The move has evoked fury, with concerns that the extra costs will simply be passed on to tenants in the form of higher rents.
The West Bromwich Building Society is targeting the hike at ‘professional’ landlords only – those owning three or more properties – on ‘lifetime’ tracker deals.
They took out loans which are meant to track the base rate by a set premium once their fixed-rate period has ended – as, in the case of the 6,700 borrowers, all have done.
Those paying1.09% (0.59% above base rate) will soon be paying 3.09%. Those paying 2.69% will be paying 4.69%. It means that on a £150,000 interest-only loan, payments will go up by £250 per month to £386.25 and £586.25 respectively.

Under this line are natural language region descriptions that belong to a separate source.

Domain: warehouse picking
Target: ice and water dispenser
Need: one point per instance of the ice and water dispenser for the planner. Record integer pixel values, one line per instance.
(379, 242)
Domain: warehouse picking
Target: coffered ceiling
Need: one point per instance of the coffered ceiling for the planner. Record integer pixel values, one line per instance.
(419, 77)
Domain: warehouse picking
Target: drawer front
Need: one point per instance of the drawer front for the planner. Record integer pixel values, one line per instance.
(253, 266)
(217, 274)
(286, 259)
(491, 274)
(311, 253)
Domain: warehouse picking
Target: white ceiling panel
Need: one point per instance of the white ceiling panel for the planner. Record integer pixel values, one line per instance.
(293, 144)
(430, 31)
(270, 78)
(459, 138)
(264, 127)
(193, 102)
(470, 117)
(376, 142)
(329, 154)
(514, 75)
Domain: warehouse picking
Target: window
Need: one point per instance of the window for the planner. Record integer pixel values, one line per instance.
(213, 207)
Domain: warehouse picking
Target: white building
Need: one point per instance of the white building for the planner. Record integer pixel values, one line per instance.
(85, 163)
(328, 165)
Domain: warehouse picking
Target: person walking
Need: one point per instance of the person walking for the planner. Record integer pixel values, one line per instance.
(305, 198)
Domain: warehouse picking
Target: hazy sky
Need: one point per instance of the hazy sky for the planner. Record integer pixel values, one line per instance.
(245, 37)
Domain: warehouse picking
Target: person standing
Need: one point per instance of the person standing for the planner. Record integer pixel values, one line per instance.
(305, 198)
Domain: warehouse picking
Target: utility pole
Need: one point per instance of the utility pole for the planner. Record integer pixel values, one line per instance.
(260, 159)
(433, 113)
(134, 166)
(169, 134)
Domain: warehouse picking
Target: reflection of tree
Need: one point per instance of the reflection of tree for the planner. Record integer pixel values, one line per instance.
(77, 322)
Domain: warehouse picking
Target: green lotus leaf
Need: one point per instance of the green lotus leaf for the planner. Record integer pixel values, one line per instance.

West Bromwich Building Society’s move follows that of Bank of Ireland, which hit 13,500 borrowers, including buy-to-let landlords, with a rates hike even though they too thought their tracker mortgages were at a set premium.
The financial ombudsman has received some 300 complaints about Bank of Ireland, which has defended its action saying that it was able to raise the rate thanks to a term and condition in the small print.
It is now thought that other lenders will follow the example of both Bank of Ireland and West Bromwich.
The building society, which has 36 branches, lost £9.4m in the last financial year and is unlikely to return to profitability before 2016, although it is due to move into smart new headquarters in 2015.
West Bromwich says that its hiking of rates for ‘professional’ buy-to-let landlords will generate an extra £15m a year – less if borrowers take their business elsewhere. The society is waiving exit fees until next March.